The DuMont Building (also known as 515 Madison Avenue) is a 532 foot (162 m) high building at 53rd Street and Madison Avenue in New York City.
The building was built in art deco and neo-gothic style by John H. Carpenter and designed by his brother, architect J.E.R. Carpenter who also designed Lincoln Tower as well as nearly 125 buildings along Fifth Avenue and Park Avenue.
One of the building’s most distinctive features is a broadcasting antenna that traces back to the building’s role in the first television broadcasts of WNYW in 1938.
In 1938, Allen B. DuMont began broadcasting experimental television W2XWV from the building. In 1944, the station became WABD, named for his initials. The station was one of the few that continued to broadcast through World War II. The broadcast of news about the dropping of the atomic bomb on Nagasaki in 1945 was considered the beginning of the DuMont Television Network.
After the war, the network and WABD moved to bigger studios – first at the John Wanamaker’s store at Ninth Street and Broadway in Greenwich Village, then the Adelphi Theatre, the Ambassador Theatre, and in 1954 to the Central Turn-Verein Opera House at 205 East 67th, which was renamed The DuMont Tele-Center and today is the Fox Television Center, home of WABD’s descendant, WNYW.

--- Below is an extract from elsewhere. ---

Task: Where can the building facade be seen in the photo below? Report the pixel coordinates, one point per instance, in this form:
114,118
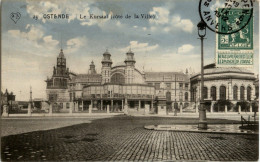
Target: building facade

In 1947, the building was the site of a protest by 700 picketers demanding that the United States end diplomatic relations with Spain as a protest against the government of Francisco Franco at the site of the Spanish consulate, located in the building.
In the early 1950s, the WABD antenna was moved to the top of the Empire State Building, in a move which consolidated all New York television stations to one location.
In 1962, the 250,000-square-foot (23,000 m2) building was sold to Newmark & Co. which still owns and manages it.
In 1977, WKCR-FM, the radio station of Columbia University, became the first radio (or television) station to transmit from the antenna atop the World Trade Center, having previously broadcast from the former WABD antenna atop the DuMont Building for 19 years, until the construction of other surrounding skyscrapers started interfering with the station’s signal.